Agriculture traditionnelle

Utilisation de stratégies fondées sur la biodiversité pour soutenir l’agriculture traditionnelle

En comprenant les caractéristiques communes de l’agriculture traditionnelle, telles que la capacité à supporter les risques, l’utilisation de taxonomies folkloriques biologiques et l’efficacité de la production découlant de mélanges de cultures multiples et symbiotiques, les agronomes ont été en mesure de développer des technologies qui répondent aux besoins et aux circonstances de groupes spécifiques. Bien que l’agriculture de subsistance n’ait généralement pas le potentiel de produire un excédent commercialisable significatif, elle assure la sécurité alimentaire. De nombreux scientifiques croient à tort que les systèmes traditionnels ne produisent pas plus parce que les outils à main et les animaux de trait plafonnent la productivité.
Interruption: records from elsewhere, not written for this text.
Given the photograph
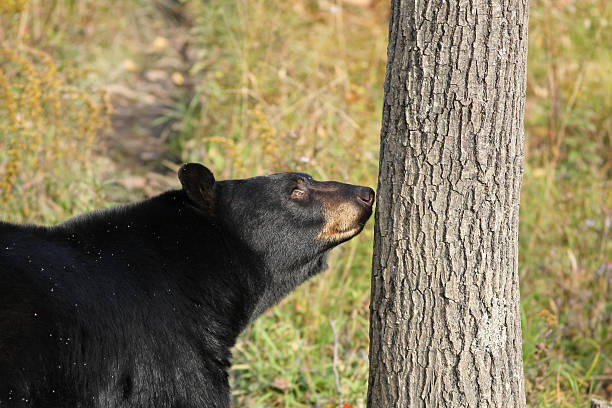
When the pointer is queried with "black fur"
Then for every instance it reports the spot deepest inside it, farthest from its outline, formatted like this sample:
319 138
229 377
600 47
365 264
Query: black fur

Cependant, lorsque la productivité est faible, la cause semble être sociale et non technique. Lorsque l’agriculteur de subsistance réussit à fournir de la nourriture, il n’y a aucune pression pour innover ou améliorer les rendements. Pourtant, la recherche montre qu’une productivité accrue est possible lorsque les combinaisons traditionnelles de cultures et d’animaux sont ajustées et lorsque la main-d’œuvre et les ressources locales sont utilisées plus efficacement (Pretty, 1995).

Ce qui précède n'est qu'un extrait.